(CN) — A month after California Governor Gavin Newsom rejected its first reorganization plan, utility giant Pacific Gas & Energy submitted a new proposal late Friday to bring itself out of bankruptcy by overhauling its operations and focusing more on wildfire safety.
The revised plan, filed in U.S. Bankruptcy Court and the California Public Utilities Commission, comes after weeks of talks with Newsom’s office. Newsom has intensified talk of the possibility of a state takeover of the utility after PG&E admitted to a federal judge last month that it did not meet the safety targets required of it for its criminal probation.
The proposal now includes regionalization of company operations, changes to the boards of directors, appointment of an independent safety monitor and establishing new executive roles focused on risk and safety.

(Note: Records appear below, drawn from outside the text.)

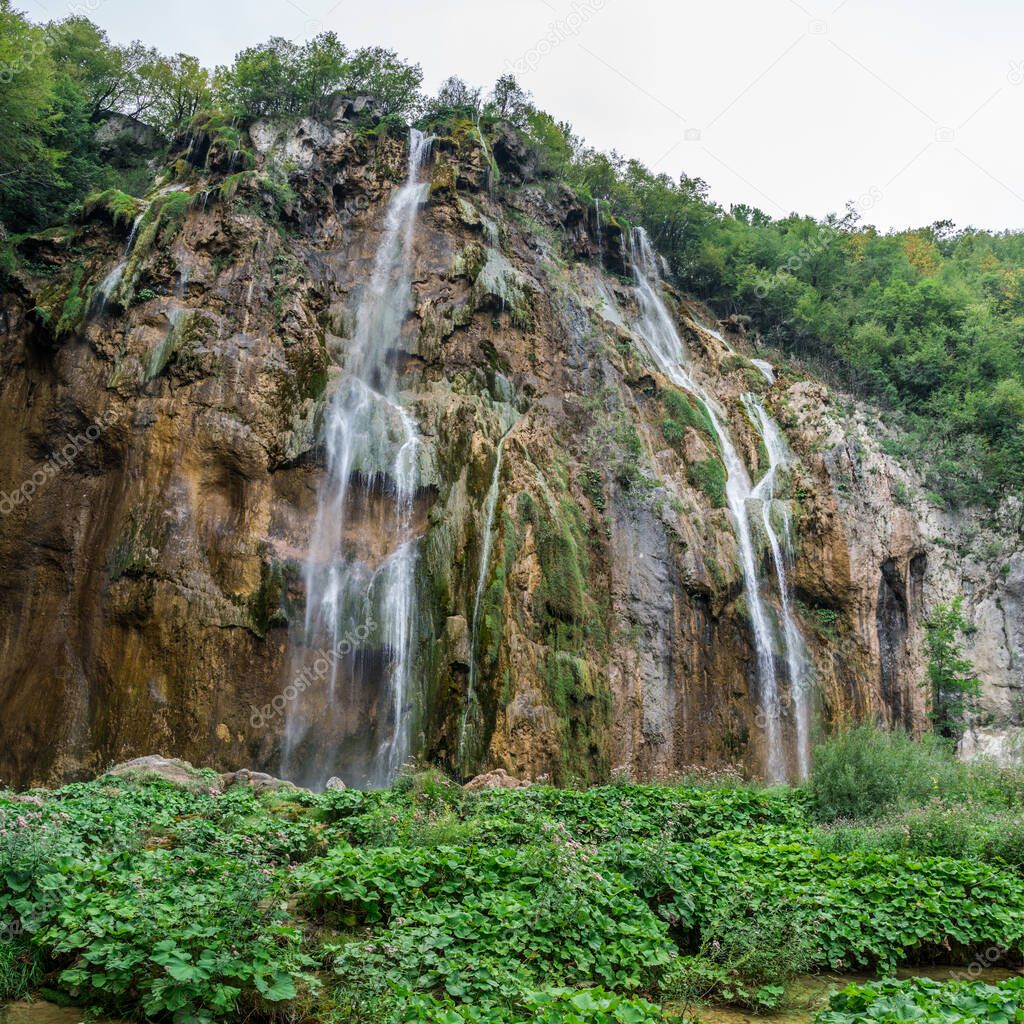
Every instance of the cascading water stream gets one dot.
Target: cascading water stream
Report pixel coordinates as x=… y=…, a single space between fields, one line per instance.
x=658 y=333
x=489 y=509
x=360 y=607
x=781 y=552
x=111 y=282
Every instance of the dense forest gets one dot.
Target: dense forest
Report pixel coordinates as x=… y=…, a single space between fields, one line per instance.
x=928 y=323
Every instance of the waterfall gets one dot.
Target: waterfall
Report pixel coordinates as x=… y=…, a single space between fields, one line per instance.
x=109 y=285
x=657 y=331
x=489 y=509
x=781 y=552
x=350 y=715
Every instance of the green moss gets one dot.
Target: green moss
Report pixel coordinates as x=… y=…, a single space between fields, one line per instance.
x=62 y=304
x=682 y=412
x=562 y=556
x=136 y=552
x=119 y=206
x=267 y=606
x=180 y=345
x=469 y=261
x=710 y=476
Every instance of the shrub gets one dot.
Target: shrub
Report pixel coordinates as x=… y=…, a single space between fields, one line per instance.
x=865 y=772
x=926 y=1001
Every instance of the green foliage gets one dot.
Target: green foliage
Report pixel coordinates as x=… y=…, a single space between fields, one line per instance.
x=860 y=908
x=426 y=902
x=927 y=1001
x=710 y=476
x=682 y=412
x=865 y=772
x=282 y=78
x=952 y=686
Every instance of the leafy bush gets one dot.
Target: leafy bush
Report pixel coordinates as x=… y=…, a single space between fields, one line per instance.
x=865 y=772
x=927 y=1003
x=862 y=907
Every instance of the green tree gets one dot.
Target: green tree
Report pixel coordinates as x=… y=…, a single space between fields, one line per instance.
x=950 y=679
x=28 y=161
x=383 y=75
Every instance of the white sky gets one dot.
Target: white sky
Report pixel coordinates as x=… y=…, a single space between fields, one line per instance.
x=910 y=107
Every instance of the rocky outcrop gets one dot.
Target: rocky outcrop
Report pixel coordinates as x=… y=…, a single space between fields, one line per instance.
x=163 y=457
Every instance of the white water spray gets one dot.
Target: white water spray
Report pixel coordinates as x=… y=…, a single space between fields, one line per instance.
x=109 y=285
x=658 y=332
x=353 y=719
x=781 y=551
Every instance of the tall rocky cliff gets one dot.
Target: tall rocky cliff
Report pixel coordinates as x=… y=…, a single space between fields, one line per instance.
x=164 y=374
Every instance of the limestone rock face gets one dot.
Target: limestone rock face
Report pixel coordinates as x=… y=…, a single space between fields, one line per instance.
x=497 y=779
x=162 y=456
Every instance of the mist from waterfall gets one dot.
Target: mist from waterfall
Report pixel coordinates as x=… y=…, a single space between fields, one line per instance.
x=351 y=670
x=657 y=330
x=780 y=543
x=470 y=715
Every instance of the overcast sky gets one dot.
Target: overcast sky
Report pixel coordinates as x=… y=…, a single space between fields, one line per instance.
x=909 y=108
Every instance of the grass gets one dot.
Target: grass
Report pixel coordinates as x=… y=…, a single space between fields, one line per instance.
x=428 y=903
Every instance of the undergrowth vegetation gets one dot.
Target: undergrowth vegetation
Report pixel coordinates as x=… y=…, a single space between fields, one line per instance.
x=624 y=903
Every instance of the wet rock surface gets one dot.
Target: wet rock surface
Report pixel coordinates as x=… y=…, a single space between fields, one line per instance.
x=152 y=578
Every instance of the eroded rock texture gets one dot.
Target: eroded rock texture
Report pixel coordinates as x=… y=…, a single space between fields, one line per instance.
x=151 y=585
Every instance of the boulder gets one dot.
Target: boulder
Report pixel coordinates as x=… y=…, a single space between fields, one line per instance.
x=257 y=780
x=499 y=778
x=172 y=770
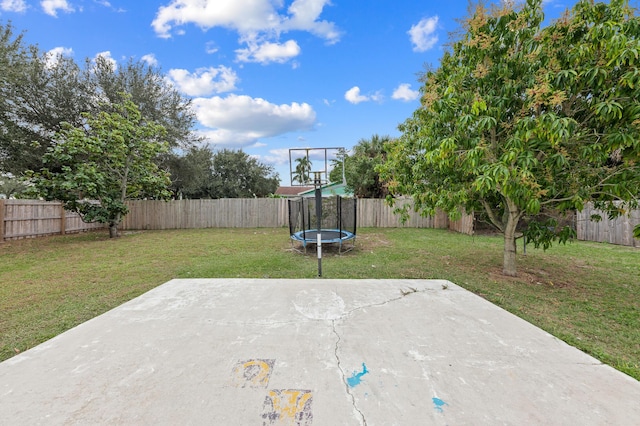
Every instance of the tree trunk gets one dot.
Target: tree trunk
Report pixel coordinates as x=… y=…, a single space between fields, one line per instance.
x=113 y=230
x=509 y=261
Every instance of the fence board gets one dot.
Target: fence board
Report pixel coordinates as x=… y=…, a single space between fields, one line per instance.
x=34 y=218
x=31 y=218
x=614 y=231
x=262 y=213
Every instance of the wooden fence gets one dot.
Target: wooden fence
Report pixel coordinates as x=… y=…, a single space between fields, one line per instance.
x=264 y=212
x=34 y=218
x=616 y=231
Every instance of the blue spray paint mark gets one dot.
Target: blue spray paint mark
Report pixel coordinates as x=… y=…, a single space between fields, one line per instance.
x=438 y=404
x=357 y=377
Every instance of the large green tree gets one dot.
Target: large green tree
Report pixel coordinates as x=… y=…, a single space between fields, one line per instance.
x=14 y=55
x=40 y=91
x=360 y=168
x=191 y=173
x=94 y=168
x=235 y=174
x=520 y=118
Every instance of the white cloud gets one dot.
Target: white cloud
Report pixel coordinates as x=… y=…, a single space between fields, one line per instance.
x=150 y=59
x=51 y=7
x=354 y=96
x=268 y=52
x=404 y=93
x=242 y=120
x=304 y=16
x=211 y=47
x=53 y=55
x=106 y=55
x=13 y=5
x=204 y=81
x=422 y=34
x=246 y=17
x=278 y=156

“Under our Plan, the company will emerge from Chapter 11 as a reimagined utility with an enhanced safety structure, improved operations, and a board and management team focused on providing the safe, reliable, and clean energy our customers expect and deserve,” said CEO Bill Johnson in a statement.
The utility must have court approval for a bankruptcy plan by June 30 in order to gain access to a $21 billion wildfire insurance fund that will reimburse utilities for payments made to victims of wildfires.
The governor’s office did not offer a comment Friday night. In a statement, PG&E said it “appreciates the Governor’s input and is open to further discussions with the Governor’s Office and other stakeholders.”